2009年にアメリカ国防長官官房が合衆国議会に提出した年次報告書「中華人民共和国の軍事力・2009」において提唱された名称である。その後、アメリカ議会の米中経済安保調査委員会が2011年11月に発表した年次報告書では、領域支配軍事戦略(Area Control Military Strategy)という呼称が用いられた。また2016年、海軍作戦部長は戦略としての新規性に疑義を呈するとともに定義の曖昧さなどを問題視し、A2ADという単語を安易に使わないように呼びかけた[1]。
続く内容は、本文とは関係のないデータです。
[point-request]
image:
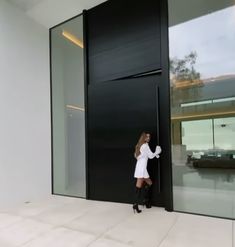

1982年、鄧小平の軍近代化路線の下その腹心であった劉華清が、第一列島線および第二列島線を戦略的抵抗線として重視した計画(中国人民解放軍近代化計画)を策定した。なお列島線とは、従来太平洋においてソビエト連邦や中華人民共和国などの東側諸国を封じ込めるための戦略的抵抗線として西側諸国の側により提唱された概念である。策定された計画は、これらの列島線を中国にとっての戦略的抵抗線として再定義し、第一列島線に防衛線を構築することにより敵軍のその内側への侵入を阻止しうる能力を2010年までに獲得する、というものであった。その骨子は、第一列島線の内側を主防御海域とする近海行動防御(Off-shore Active Defense)作戦、および第一列島線から第二列島線までの海域を前方防御海域とする遠海防御(Far Sea Defense)作戦の二つからなるものであった。
やがて中国が従来主敵としていたソビエト連邦が1991年に消滅(ソビエト連邦の崩壊)し、六四天安門事件により米中関係が悪化しはじめると、アメリカが人民解放軍にとっての第一潜在仮想敵国とされるようになった。また、同時に進展した改革開放政策に伴う著しい経済発展はエネルギー資源の輸入の急増をもたらし、1993年には中国は石油の純輸入国となった。結果、同年の全国人民代表大会で李鵬首相が「防御の対象に海洋権益を含める」と表明するに至った。
これらの情勢の下、第1に南シナ海における権益保持を目的とした台湾・南海諸島の確保、第2にエネルギー資源の輸入路保持を目的としたシーレーン(SLOCs)防護、との二つの目的を達成するため、太平洋における海上優勢確保が中国の国家的重要課題の一つに浮上した。太平洋での海上優勢とは、すなわちアメリカ軍の海・空軍力への挑戦を意味する。特に中国にその必要性を認識させた出来事が1996年の台湾海峡ミサイル危機である。空母戦闘群を2個展開するなどのアメリカ海軍による対抗措置に当時の中国は有効な手段を持たず、台湾に対する企図は達成されなかった。
このような状況変化を背景に、上記計画中の列島線戦略をベースとして策定された新たな軍事戦略が、接近阻止・領域拒否(A2AD)であると見られている。
A2AD教義は、基本的に海・空作戦を主軸としており、接近阻止(A2)戦略と領域拒否(AD)作戦によって構成される。これらはいずれも、戦略目標として、アメリカ軍が当該地域に侵入することを忌避するレベルまでリスクを高めることで、軍事バランスを中国側に傾けるためのものである。
索敵用のISRシステムとしては、偵察衛星およびOTHレーダーが配備されている。また、これらによって獲得された目標情報および作戦情報を作戦部隊に伝達するためのC4Iシステムとしては、衛星通信を利用したク・ディアン・システムの整備が進められている。